Travis Court is a smart guy.

If you know what kind of a noun “smart guy” is without having to look it up, you could maybe take on Travis in the language game LinguiSHTIK — one of six academic games at which he’s quite proficient.

To put that in a basic subject-verb-object sentence pattern: Travis kicks butt. He’s played the games since third grade with other students in the Ellwood City School District’s gifted program. Now in ninth grade at Lincoln High School, he’s so practiced at them that he’s qualified to go to a national Academic Games Leagues of America tournament this year.

“I like doing them,” Travis said. “But you have to work hard,” he added, because opponents get smarter, and the rules get more complicated every year.

The six academic games, provided by the AGLOA, are LinguiSHTIK, On-SETS, Propaganda, Equations, Presidents and World Events.

Players can be any stu-dent in fourth through 12th grade, but they are mostly gifted students. The games teach concepts in math, language arts and social studies.
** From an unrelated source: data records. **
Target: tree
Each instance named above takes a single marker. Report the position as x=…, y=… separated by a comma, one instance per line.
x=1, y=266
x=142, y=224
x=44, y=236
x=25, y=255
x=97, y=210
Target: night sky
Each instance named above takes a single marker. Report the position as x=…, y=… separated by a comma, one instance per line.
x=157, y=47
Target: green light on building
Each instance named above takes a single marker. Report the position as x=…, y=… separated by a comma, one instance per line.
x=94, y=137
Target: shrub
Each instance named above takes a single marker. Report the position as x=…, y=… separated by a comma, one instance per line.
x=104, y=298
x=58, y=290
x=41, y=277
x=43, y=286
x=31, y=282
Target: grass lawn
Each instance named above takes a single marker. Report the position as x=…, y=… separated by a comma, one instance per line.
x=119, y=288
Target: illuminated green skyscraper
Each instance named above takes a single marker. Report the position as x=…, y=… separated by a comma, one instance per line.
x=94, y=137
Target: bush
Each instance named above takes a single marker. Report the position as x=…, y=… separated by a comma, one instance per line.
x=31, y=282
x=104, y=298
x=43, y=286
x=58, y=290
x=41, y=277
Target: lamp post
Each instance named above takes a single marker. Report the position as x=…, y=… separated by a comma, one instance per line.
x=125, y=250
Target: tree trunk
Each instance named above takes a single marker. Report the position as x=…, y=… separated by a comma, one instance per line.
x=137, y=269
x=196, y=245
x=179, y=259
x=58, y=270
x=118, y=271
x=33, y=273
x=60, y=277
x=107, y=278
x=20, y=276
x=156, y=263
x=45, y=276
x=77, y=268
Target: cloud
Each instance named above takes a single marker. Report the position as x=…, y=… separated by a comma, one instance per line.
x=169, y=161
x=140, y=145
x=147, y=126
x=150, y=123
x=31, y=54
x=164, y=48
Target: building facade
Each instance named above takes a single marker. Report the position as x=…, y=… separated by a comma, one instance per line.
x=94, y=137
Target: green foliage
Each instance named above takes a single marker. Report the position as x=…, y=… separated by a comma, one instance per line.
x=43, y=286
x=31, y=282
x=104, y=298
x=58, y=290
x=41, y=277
LinguiSHTIK, for example, focuses on sentence composition, grammar, vocabulary and spelling. It looked like a friendly little game on the kitchen table at Travis’ Ellport, Pa., home last week, with its playing board and its letters etched on cubes.

But it’s not your grandmother’s Scrabble. Three players try to outwit one another. They choose a sentence pattern, a part of speech and how to use it, and they can make demands as the game goes on about the part of speech and the sentence.

Flexibility is important as the demands continuously change on the players, said Jonica Walters, coordinator of Ellwood’s gifted program.

“You have three people trying to make words and make a sentence, and whoever can do that wins,” Travis summed up.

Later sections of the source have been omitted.